This project will have a profound effect on the public’s enjoyment of and the character of the quiet, natural Bluestone Wild Forest which surrounds it. It is inconsistent in character to the existing natural landscape. Nowhere in the application documents is this addressed.  In fact, in part II of the Environmental Assessment  Form (EAF), the applicant states that the project will have no impact on the aesthetic, visual, or scenic resources, or diminish the public’s enjoyment, of the lands which surround it.
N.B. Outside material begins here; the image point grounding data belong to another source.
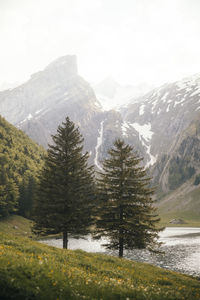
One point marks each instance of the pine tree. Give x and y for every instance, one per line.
x=8, y=189
x=66, y=187
x=126, y=214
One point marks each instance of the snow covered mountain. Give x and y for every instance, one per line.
x=162, y=118
x=158, y=124
x=112, y=95
x=42, y=103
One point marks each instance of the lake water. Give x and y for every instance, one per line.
x=181, y=247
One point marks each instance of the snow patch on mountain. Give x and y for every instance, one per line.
x=29, y=117
x=99, y=143
x=143, y=130
x=141, y=111
x=124, y=127
x=152, y=160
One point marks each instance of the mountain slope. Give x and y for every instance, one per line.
x=41, y=104
x=20, y=160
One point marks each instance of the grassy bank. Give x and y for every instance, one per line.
x=16, y=225
x=29, y=270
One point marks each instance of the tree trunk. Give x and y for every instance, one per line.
x=121, y=246
x=65, y=240
x=121, y=233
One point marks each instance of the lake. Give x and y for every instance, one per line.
x=181, y=247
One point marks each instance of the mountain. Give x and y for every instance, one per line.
x=112, y=95
x=39, y=105
x=169, y=114
x=20, y=161
x=162, y=125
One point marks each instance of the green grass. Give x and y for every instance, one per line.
x=30, y=270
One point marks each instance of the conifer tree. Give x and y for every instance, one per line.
x=66, y=188
x=126, y=214
x=8, y=189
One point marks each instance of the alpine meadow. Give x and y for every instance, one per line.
x=100, y=150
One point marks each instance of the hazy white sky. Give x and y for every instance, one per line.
x=132, y=41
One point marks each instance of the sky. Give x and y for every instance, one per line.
x=132, y=41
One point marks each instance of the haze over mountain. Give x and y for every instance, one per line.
x=112, y=95
x=162, y=125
There is great concern that the stormwater pollution prevention plan (“SWPPP”) provided by Applicant fails to fully address potential stormwater and other water quality impacts to the Bluestone Wild Forest’s wetlands, Onteora Lake and Pickerel Pond. Additional concerns relate to the availability and the amount of water that the applicant will use in its manufacturing process and whether the aquifer can support this.  More data is needed.


The Environmental Assessment Form analyzed the aesthetic impacts of the Project primarily from the nearby residential subdivision; as a result, no visual mitigation other than maintenance of the existing trees along the property line has been proposed. A recent tree clearing in 2019 removed some visual buffer near to Pickerel Pond.  Under SEQR there should be proper analysis of the visual impacts of a 240,000 square foot warehouse complex and supporting infrastructure on neighboring land used extensively for public recreational trails.  A study of night lighting also should be delineated as this would greatly impact the neighbors and the species which inhabit the Bluestone Wild Forest.


Construction of the Project will be phased over several years and will potentially include significant amounts of blasting, rock crushing, and numerous tractor trailer trucks in and out of the site and idling. Applicant commissioned H2H Associates to conduct a noise study to identify and evaluate potential impacts from the Project. According to the study, a rock crusher causes sounds of up to 96 decibels at a distance of 100 feet, a distance well within range of the proposed recreational trails on the Addition property. In addition, the developer wants to have rock blasting approved for four years.


According to the analysis submitted by Applicant’s consultant, Creighton Manning Engineering, the proposed plant will receive numerous truckloads in steel and concrete deliveries per day. Outbound loads with finished product will generate another 20 truck trips per day. When employee transportation is accounted for, approximately 121 new vehicles will enter and exit the property on an already busy stretch of Route 28 during peak traffic hours in the morning and evening.